What's the alloy? What's the die material? What pour and mold temp ranges did you try and at what temp did you demold? Hot tears like that can occur from just allowing too much cooling before demolding Best, Kelly
1. The alloy, is a car alloy wheel. 2. Die is 6082 with a boron coating 3. The least cracking was pour temp as low as possible, too low to flow into details, and mould really hot from last pour. Demoulding done about 2 -3 mins after cure, natural cooling. Temp: shrinking the welding glove degC. Tried adding a makeshift higher sprue but made no improvement.
Die casting requires good knowledge of the freeze temps and hot properties of the casting alloy and close control of the mold temp. Without knowing the composition of the casting alloy and precise temp of the mold, the odds are a bit stacked against you.
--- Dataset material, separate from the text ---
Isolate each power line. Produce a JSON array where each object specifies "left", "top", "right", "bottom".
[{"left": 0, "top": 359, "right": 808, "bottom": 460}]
If the wheel alloy happened to be 356, the coefficient of linear thermal expansion and melt onset temps aren't greatly different than 6082. Similar coefficients probably work for you but limitation of mold temp does not. That means you will have to operate the mold colder than other more typical die materials. It makes it much more difficult to estimate and time the demold temp. From a practical standpoint, I understand using scrap alloy and tooling plate for the mold, but there's really no reason you couldn't monitor mold temp more closely. -Just imbed a k-type TC in the die/mold body. You should probably be shooting to demold a couple hundred F below hot short temp. Best, Kelly
Die casting... isn't that the dream for many? I did as well made a mold for a decorative horseshoe a while back. Made probably 10-15 pieces so far. This pic is from 2022. The mold is older and was just a try; I always planned on making another one but never did. I had some trouble getting it out, it's far from perfect but good for gifting with my sinkers. The part is from 0.8 to 1 cm thick, 10X8 cm height to width. No hot tears but I think it's because the mold is quite thin so gets pretty hot with one or two pours.